# horncliffe mansion and jag graveyard



## urbexmodel (Jun 21, 2013)

Brief history:- Horncliffe Mansion was once one of the finest houses in the region constructed in 1869. The property was originally built as a private dwelling for Mr Henry Hoyle Hardman, local mill owner and business man. In recent times the property has been used as a wedding venue and restaurant. The grade II listed property has become derelict and requires a comprehesive scheme of renovation.
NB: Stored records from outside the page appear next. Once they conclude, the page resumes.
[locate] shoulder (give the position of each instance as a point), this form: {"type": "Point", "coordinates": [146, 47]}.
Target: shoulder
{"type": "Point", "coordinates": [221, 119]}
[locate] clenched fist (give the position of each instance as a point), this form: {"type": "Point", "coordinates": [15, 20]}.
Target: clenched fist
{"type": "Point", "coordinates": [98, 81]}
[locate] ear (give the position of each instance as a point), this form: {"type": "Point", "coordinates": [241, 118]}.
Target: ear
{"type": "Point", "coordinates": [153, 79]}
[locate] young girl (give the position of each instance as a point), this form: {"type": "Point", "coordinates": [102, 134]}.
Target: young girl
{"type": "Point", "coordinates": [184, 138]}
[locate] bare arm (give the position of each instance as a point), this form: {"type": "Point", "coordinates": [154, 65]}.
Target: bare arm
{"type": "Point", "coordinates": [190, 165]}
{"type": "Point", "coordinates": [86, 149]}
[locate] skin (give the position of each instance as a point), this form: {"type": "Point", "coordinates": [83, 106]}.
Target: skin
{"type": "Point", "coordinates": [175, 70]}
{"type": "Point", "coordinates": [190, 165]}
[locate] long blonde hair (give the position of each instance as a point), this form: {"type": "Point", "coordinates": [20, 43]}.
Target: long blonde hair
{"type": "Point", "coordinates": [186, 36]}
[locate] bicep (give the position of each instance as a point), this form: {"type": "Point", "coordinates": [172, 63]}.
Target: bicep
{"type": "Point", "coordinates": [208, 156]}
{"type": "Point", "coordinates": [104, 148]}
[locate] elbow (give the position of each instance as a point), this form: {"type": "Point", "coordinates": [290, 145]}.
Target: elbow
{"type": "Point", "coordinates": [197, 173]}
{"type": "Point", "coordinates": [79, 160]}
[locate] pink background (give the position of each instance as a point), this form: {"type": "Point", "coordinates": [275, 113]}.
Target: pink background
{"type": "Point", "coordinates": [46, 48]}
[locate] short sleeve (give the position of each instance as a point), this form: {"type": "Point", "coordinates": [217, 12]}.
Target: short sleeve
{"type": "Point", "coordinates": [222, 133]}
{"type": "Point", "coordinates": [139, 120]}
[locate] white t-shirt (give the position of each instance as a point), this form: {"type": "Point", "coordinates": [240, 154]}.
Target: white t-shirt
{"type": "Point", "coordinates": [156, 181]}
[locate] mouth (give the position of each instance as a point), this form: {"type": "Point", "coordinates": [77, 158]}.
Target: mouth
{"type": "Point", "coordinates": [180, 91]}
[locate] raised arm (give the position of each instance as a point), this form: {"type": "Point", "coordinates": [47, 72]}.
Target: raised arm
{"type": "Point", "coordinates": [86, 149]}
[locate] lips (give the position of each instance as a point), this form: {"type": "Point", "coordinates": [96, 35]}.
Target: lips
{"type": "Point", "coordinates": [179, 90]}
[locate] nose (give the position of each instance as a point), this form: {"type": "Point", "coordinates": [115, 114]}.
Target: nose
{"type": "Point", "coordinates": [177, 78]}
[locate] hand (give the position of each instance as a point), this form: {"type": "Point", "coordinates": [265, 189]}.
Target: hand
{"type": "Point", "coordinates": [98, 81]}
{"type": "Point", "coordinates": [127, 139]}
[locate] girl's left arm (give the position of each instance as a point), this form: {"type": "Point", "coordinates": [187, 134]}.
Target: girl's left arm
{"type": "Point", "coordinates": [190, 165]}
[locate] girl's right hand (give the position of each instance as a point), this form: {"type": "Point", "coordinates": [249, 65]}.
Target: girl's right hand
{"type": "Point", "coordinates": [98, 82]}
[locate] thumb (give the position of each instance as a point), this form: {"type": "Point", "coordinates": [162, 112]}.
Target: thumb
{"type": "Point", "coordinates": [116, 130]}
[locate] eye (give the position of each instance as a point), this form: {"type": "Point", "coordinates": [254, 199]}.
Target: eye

Had a quick look round, the house is falling to bits so didnt spend long inside. Jag graveyard is interesting though


----------



## Neverwillchange (Jun 21, 2013)

Great pictures and report.


----------



## frizman (Jun 21, 2013)

I love the look of this place. Its only about 1/2 a mile from one of works storage yards. Must get there before they do something with it.. Did you not see the cars???


----------



## ZerO81 (Jun 22, 2013)

Well, that place is 110% fooked now!

Glad I went when it was 'relatively' in one piece.




frizman said:


> Did you not see the cars???



Car shots are not allowed on DP, so they have been removed from the post by one of the admin chaps/chapesses.


----------



## urbexmodel (Jun 22, 2013)

yeah the cars are there not allowed to post them they been removed


----------



## Lucky Pants (Jun 22, 2013)

Not much to see now by the looks of it, pitty . Nice update on the place thanks


----------